The benefit of a strong digital strategy is that you can also access the sophisticated data from customers. You can use heat mapping to track how website visitors engage with your content. Google Analytics will show you the way that people flow through your website, and where they fall off and leave. Your social media insights will tell you what subjects get them engaged and commenting.
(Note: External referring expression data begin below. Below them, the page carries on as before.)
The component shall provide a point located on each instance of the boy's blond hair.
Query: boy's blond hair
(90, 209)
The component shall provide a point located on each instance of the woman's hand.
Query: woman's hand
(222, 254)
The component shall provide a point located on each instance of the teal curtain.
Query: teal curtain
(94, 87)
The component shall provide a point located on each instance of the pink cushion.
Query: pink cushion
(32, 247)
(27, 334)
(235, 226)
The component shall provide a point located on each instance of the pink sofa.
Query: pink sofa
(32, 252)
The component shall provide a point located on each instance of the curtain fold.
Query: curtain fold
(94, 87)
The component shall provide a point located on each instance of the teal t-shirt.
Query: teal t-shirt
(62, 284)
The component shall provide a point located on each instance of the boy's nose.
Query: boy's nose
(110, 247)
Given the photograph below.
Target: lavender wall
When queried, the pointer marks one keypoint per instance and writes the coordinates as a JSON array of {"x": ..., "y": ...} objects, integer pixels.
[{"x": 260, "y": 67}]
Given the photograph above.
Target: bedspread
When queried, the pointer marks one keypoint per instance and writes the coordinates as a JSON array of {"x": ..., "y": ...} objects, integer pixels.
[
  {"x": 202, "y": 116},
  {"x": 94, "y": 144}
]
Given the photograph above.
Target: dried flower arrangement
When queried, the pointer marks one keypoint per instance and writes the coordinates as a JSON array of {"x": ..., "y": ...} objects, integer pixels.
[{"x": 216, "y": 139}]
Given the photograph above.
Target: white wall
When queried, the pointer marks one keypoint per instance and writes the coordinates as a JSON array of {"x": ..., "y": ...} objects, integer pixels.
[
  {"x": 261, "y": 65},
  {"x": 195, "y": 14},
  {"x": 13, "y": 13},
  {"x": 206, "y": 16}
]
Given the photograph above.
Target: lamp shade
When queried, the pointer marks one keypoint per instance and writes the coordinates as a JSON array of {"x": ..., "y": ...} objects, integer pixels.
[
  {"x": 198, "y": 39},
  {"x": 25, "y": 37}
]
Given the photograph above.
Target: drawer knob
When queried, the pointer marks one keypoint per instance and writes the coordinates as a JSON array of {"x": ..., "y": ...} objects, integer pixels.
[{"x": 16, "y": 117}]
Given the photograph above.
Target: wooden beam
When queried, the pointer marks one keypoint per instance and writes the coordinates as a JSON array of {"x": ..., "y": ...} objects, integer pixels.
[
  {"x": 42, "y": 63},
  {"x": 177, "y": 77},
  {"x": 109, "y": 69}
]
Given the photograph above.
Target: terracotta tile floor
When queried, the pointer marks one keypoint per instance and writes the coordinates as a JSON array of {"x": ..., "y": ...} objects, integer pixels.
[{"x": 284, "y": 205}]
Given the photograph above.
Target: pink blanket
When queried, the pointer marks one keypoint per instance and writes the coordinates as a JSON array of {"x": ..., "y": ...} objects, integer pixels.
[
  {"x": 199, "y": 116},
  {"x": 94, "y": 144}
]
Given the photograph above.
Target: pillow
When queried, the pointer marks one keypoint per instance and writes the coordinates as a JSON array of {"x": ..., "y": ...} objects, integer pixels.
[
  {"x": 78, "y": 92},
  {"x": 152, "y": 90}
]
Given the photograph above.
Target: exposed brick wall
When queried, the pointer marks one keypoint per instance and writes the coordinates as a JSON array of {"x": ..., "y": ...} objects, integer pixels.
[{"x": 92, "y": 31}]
These valuable insights will help you understand the content customers like to read and how they navigate your website and social content. In turn, you can make better content marketing choices, because you’ll know what subjects interest your customers most. By giving them the content they seek, your brand becomes more authoritative, trusted and likeable, driving stronger customer regard and loyalty.
Australian manufacturers of emerging skincare brand Ellus & Krue noticed an opportunity to cut through the clutter of traditional skincare marketing. By partnering with Professor Derek Richard, Scientific Director of QUT’s Cancer and Anti-Ageing Research Program, Ellus & Krue created a skincare range that is driven by scientific insights, rather than consumer trends. The locally manufactured skincare range takes an evidence-based approach to products, driven by a desire to give consumers an alternative to mass-market global skincare brands.
Understanding that its customers wanted more sustainable dental products, global dental manufacturer TePe created TePe Good, a new range of toothbrushes made from 96% bio-based plastic. Plus, 96% of the carbon dioxide emissions during the toothbrush’s life cycle are recycled. It all came about from listening to customers and understanding that they wanted a more sustainable, environmentally friendly option for their plastic toothbrush.
If you want to create a customer-centric organisation, it all begins with your staff. Building a culture of customer-centricity starts at the top down. Integrating a customer-centric approach begins with:
Adding customer-centric KPIs to all position descriptions
Encouraging staff to dedicate time to customer listening and customer evaluation
Questioning potential candidates
Hiring an internal resource responsible for creating a customer-centric focus
Creating a culture of innovation, driven by solving customer pain points.